Updated: November 13, 2009 at 12:00 am
Air Force senior nose guard Ben Garland will play his final game at Falcon Stadium this afternoon when the Falcons meet UNLV.
It’s sure to be an emotional day filled with handshakes, hugs and maybe even some tears.
And from Annapolis and various points across the Mountain West Conference, sighs of relief.
“I’m glad he’s leaving,” Navy coach Ken Niumatalolo said this week with a laugh. “He’s a heck of a football player.”
Niumatalolo has faced Air Force every year since the mid-1980s — first as a player at Hawaii, then as an assistant at Hawaii, UNLV and Navy, and the last two years as the coach of the Midshipmen. He called Garland an “all-time great” at the academy, saying he ranks “up there with” Bryce Fisher, who went on to have a seven-year career in the NFL.
“He’s as good as they get,” said Niumatalolo, who made a point to seek out Garland and talk to him after Navy’s 16-13 overtime victory over the Falcons earlier this season.
At 6-foot-5 and 275 pounds, Garland combines good size (especially for the academy) with quickness, agility and superior “pad level,” meaning he plays low to the ground, despite his height. But ask Garland to name his strengths, and he replies, “I think just heart. … Taking each play as if it was your last.”
Garland has done that through 10 games, making 38 tackles and nine tackles for losses, including 4.5 sacks (sixth-most in the league). Those are huge numbers for a nose guard in the Falcons’ defense because typically the player in that spot is asked primarily to take up space and keep blockers off linebackers.
Garland does that too, of course.
Senior inside linebacker John Falgout said Garland makes his job “100 times easier.” Last week, for instance, Army had to change its blocking schemes to account for Garland. With Garland occupying double-teams, Falgout and senior inside linebacker Justin Moore combined for 25 tackles.
“He consumes blocks,” Air Force coach Troy Calhoun said. “Not just one blocker but multiple blockers on many plays.”
In addition to making things easier for the linebackers, Garland makes life simpler for the coaches. Calhoun said Garland has allowed the Falcons to use much more basic defensive schemes.
“With Benny Garland in there holding a point, he’s made it hard for teams to run against us,” Calhoun said. “I just think you’re playing a little more base defense.
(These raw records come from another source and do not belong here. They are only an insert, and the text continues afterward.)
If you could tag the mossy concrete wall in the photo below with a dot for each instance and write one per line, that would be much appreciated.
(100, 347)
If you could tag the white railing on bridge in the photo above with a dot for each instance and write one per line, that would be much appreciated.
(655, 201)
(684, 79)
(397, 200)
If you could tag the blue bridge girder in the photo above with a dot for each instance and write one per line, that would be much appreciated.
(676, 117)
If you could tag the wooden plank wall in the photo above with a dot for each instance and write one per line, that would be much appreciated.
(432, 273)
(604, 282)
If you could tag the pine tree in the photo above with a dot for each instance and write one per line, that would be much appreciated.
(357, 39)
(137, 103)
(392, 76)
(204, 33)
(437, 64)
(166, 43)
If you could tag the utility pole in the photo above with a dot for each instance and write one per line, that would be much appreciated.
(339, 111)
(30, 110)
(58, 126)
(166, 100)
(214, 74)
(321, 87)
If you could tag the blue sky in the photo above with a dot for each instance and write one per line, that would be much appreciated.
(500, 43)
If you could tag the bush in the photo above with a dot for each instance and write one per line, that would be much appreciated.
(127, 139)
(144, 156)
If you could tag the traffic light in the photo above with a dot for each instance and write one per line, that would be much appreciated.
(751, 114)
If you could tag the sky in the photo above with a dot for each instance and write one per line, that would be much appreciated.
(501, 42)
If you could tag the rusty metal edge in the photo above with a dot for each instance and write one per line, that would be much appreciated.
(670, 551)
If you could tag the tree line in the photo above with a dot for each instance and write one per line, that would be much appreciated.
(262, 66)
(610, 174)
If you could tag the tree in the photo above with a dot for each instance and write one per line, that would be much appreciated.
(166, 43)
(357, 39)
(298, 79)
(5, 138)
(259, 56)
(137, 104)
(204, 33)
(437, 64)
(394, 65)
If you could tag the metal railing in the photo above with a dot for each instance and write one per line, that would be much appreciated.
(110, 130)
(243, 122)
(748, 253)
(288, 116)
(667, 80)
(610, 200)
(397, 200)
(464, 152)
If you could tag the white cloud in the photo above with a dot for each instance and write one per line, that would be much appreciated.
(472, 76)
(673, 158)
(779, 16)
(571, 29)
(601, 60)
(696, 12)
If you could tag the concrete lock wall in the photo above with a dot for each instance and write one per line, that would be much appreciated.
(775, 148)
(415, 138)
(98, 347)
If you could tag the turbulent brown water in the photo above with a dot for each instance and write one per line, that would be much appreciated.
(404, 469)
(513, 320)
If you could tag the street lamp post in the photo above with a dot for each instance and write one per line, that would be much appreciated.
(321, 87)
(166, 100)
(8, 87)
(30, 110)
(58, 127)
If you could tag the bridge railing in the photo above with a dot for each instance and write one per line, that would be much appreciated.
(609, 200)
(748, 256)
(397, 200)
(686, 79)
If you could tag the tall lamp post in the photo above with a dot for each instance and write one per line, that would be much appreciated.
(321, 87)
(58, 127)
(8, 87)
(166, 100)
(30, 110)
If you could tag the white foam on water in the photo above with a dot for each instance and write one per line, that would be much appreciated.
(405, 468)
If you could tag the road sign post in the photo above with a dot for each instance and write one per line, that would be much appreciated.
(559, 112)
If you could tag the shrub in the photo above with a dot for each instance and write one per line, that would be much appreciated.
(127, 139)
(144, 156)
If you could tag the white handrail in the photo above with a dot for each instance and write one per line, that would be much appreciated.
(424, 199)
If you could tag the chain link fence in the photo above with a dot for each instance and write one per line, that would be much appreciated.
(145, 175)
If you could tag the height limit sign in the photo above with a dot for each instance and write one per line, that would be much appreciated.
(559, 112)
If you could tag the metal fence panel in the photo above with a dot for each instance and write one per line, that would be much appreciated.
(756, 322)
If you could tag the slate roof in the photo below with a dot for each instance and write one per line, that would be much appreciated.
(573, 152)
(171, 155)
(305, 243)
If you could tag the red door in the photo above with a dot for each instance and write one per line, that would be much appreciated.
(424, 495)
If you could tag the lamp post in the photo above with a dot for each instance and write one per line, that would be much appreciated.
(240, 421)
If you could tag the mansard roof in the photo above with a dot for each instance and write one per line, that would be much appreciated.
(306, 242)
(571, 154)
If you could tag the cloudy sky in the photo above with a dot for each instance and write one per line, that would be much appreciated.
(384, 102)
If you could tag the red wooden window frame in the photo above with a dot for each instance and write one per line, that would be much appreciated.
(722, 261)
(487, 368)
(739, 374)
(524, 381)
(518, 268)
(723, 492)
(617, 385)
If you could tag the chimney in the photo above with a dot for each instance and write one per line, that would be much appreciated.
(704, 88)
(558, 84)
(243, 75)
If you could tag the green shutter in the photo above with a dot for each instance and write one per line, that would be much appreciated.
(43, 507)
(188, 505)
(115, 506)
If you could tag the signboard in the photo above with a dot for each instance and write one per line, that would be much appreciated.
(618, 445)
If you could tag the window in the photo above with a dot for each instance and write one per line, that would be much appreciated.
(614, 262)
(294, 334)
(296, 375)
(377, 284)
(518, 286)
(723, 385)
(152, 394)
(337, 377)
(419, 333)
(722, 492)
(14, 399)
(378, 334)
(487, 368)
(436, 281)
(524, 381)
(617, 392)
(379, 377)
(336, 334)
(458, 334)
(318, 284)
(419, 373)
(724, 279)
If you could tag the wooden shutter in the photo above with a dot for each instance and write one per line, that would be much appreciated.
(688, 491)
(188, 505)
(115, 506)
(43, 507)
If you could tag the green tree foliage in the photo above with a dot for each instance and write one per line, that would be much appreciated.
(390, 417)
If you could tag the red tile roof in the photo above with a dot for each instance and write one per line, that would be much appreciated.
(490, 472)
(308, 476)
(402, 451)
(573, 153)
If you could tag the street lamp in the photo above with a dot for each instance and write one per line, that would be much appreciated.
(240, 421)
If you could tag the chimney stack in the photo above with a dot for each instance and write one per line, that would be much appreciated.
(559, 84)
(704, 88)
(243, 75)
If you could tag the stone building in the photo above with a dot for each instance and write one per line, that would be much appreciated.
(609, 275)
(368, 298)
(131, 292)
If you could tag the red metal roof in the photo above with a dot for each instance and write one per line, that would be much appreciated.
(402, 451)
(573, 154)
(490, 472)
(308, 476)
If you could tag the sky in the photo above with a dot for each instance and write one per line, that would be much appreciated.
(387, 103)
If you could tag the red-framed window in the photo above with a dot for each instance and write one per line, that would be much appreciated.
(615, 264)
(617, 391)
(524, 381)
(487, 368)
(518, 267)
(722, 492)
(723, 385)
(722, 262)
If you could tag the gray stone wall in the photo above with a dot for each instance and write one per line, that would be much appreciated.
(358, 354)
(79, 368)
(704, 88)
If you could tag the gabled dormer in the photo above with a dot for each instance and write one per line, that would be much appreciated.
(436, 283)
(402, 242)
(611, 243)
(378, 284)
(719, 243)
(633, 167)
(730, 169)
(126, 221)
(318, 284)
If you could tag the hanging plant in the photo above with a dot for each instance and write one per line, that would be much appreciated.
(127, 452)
You don’t get nearly as concerned about having to get more hats down inside to stop the run because of what he’s able to do against a center.”
Defensive coordinator Tim DeRuyter said schemes often assign Garland “two-gap” responsibility, meaning he is responsible for the gaps to the left and right of the center.
“Wherever (the play) goes, he’s going to whip the center that way and play that gap,” DeRuyter said. “And he’s good enough to do it.”
Even with one hand.
Garland has played the past eight games with his broken right hand in a cast. And considering hands are nearly as important to a defensive lineman as they are to a wide receiver, that makes his production all the more impressive.
“On Saturday (against Army), there was one play where he didn’t play great, I think he ended up getting cut (blocked),” DeRuyter said. “And I said (to defensive line coach Ron Burton), ‘Burt, tell him he’s got to play with his hands,’ and he said, ‘Coach, he’s only got one.’ … It’s to the point where you don’t even notice that he’s got a broken hand.”
Garland is set to go to pilot training next year, though Burton, Air Force’s NFL liaison, said some teams have had an interest in him. Either way, Falcons’ opponents will be thankful they no longer have to deal with him.
“We knew coming into the game that he’d be a key,” Niumatalolo said. “And even having said that, I thought he dominated the game. We could not block him.”